When people talk about healthy eating, there's a lot of "How I eat is the RIGHT way."  My paleo, my locavore, my slow food.  I went gluten free/low carb/low fat and it worked for me so you should do it too.  My complicated set of food needs and requirements must be universal, or my faith in it will be challenged.  The reality is that there is no one right way to eat, but there are tens of thousands of people eating the wrong way.

The wrong way?  If you have no access to fresh food, that's wrong.  If you cannot afford to choose the foods that are best for you and your family, that's wrong.  If you have no understanding of nutrition and how to prepare a balanced meal, that's wrong.  If the only vegetables available to you were picked a thousand miles away, force-ripened, and transported in massive trailer-trucks, that's wrong.  We live in a system where we're so desperately disconnected from the source of our food that we can't have any real understanding of what's involved in producing it.  Especially in impoverished areas, food deserts create a cultural divide of choice based around class, race, and economic status.

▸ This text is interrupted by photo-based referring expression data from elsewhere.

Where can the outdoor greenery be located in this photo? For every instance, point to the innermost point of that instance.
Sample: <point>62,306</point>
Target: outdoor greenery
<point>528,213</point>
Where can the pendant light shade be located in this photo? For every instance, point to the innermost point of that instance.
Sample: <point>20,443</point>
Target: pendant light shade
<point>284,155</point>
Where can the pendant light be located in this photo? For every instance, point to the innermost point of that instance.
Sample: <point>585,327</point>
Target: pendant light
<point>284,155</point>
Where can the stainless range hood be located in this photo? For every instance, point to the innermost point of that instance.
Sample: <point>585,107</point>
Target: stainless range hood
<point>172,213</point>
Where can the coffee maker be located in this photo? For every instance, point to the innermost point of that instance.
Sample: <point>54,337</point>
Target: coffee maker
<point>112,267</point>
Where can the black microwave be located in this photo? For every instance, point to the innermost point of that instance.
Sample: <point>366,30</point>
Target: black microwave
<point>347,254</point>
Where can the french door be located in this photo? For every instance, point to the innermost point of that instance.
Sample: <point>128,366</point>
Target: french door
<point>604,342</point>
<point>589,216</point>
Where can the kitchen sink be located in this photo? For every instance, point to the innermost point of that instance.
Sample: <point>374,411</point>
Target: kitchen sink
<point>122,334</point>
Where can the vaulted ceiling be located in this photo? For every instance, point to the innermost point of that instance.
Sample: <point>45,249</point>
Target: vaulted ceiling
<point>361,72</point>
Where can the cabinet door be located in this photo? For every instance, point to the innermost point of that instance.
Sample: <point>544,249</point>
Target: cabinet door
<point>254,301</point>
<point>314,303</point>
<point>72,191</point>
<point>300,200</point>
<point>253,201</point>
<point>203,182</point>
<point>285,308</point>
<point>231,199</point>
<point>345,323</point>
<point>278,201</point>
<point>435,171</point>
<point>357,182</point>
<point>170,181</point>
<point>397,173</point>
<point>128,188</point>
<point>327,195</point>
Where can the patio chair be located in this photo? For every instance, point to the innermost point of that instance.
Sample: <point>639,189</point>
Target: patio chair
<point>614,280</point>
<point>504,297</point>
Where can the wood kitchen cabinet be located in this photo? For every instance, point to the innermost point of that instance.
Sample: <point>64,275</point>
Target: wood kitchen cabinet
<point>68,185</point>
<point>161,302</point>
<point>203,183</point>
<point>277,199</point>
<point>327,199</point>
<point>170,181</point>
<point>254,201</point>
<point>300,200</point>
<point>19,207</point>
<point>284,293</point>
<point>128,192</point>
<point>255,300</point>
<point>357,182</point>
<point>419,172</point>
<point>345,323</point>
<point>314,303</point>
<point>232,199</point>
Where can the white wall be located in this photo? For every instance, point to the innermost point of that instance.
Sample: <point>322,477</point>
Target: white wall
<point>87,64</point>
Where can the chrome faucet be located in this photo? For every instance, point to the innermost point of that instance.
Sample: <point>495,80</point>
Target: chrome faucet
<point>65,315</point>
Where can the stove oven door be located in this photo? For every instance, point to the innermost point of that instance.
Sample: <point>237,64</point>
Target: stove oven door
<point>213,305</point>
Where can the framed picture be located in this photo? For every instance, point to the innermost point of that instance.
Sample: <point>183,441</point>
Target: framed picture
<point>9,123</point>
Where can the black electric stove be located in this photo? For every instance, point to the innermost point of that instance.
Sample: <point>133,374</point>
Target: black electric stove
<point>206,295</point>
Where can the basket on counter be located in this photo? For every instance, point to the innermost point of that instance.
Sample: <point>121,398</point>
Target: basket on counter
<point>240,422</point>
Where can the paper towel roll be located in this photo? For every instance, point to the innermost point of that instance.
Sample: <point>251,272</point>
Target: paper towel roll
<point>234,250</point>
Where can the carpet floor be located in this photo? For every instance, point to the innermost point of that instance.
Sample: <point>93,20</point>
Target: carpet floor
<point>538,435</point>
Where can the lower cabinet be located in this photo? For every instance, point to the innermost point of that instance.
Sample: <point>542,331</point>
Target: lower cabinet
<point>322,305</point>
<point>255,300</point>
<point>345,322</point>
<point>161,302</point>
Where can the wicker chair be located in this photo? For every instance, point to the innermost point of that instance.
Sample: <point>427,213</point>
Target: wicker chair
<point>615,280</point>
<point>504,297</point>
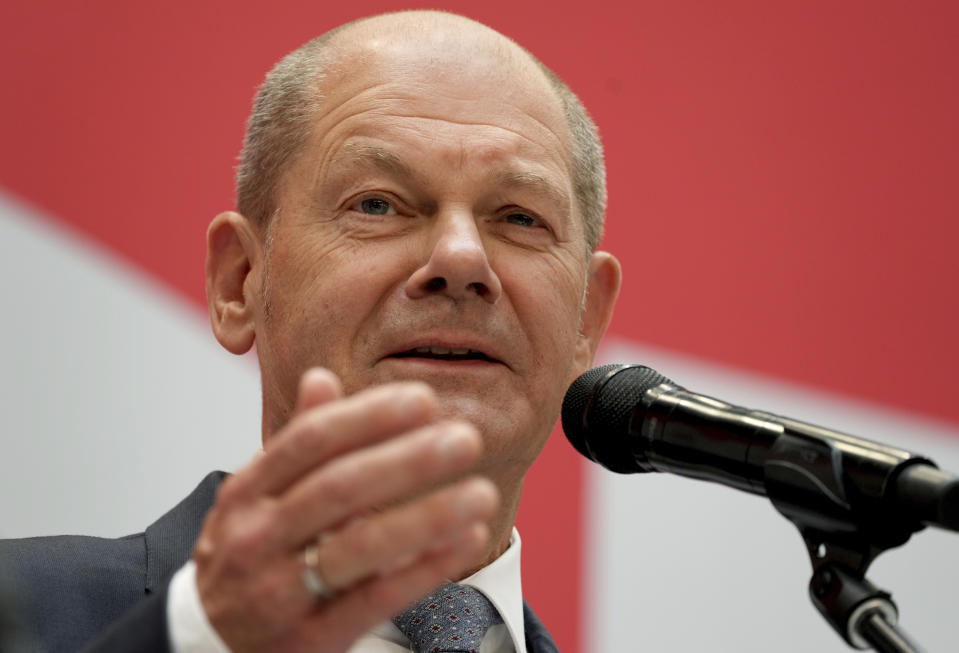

If I were brilliant, this would end with an answer, but the only answer I can offer is that we need to be working to localize food, to support and protect family farming operations, to educate people about good nutrition, balanced diets, and healthy attitudes towards eating.  We need to be working to break down the divides that prevent everyone from having the same privilege and the same choices I have.  We need a serious examination of whether it's better to mass-produce cheap food and waste 40% of it or produce smaller amounts of more expensive food and waste less.

The wrong way to eat has nothing to do with the choices you make, and everything to do with the ones available to you, but we spend all our energy trying to change people's choices without giving them any new ones.  Maybe that's the best place to start.